By Thomas Escritt
BERLIN (Reuters) – Star conductor Simon Rattle, who this week announced he was cutting short his tenure at Britain’s leading orchestra to return to Germany, said on Friday he had applied for German citizenship after Brexit.
The Liverpool-born musician, 65, lamented the barriers thrown up by Britain’s departure from the European Union to the careers of young musicians who had grown used to performing freely to the continent’s music-hungry public.
“My passport is on the way,” Rattle told a news conference when asked if he had followed many EU-based Britons in applying for the citizenship that will let them continue to work freely around the bloc. “Like for many, this was an absolute necessity.”
Britain’s music scene was taken by surprise when Rattle announced he would end his tenure at the London Symphony Orchestra in 2023 to become music director of the Bavarian Radio Symphony Orchestra in Munich.
Rattle said his decision to return to Germany, where for 16 years he conducted the Berlin Philharmonic, was taken so that he could be close to his family in the German capital, but he made his frustration with Britain’s political direction clear.

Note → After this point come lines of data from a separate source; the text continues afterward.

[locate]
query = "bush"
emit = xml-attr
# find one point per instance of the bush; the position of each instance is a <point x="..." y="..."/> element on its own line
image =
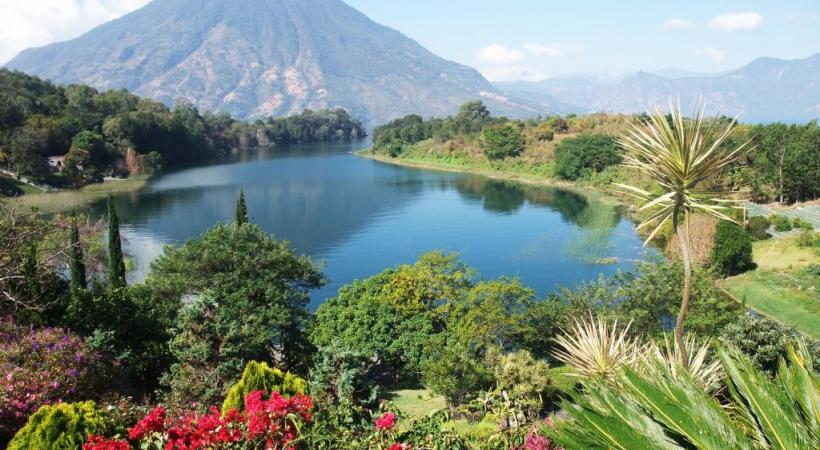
<point x="732" y="253"/>
<point x="502" y="141"/>
<point x="63" y="426"/>
<point x="764" y="341"/>
<point x="781" y="223"/>
<point x="257" y="376"/>
<point x="802" y="224"/>
<point x="758" y="228"/>
<point x="807" y="239"/>
<point x="43" y="366"/>
<point x="586" y="154"/>
<point x="272" y="423"/>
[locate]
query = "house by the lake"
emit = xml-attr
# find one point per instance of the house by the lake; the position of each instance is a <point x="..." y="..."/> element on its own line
<point x="56" y="162"/>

“The fact that musicians and artists in general suddenly have to get visas for Europe is absolutely not the Brexit bonus we were talking about,” he said, in apparent reference to promises made by Brexit campaigners during the 2016 EU membership referendum. “We will have to fight it.”
Rattle, who lives with his wife, Czech soprano Magdalena Kozena, in Berlin, said spending more time there and cooking for their children during the past year of coronavirus lockdown had helped crystalise his desire to work nearer to home.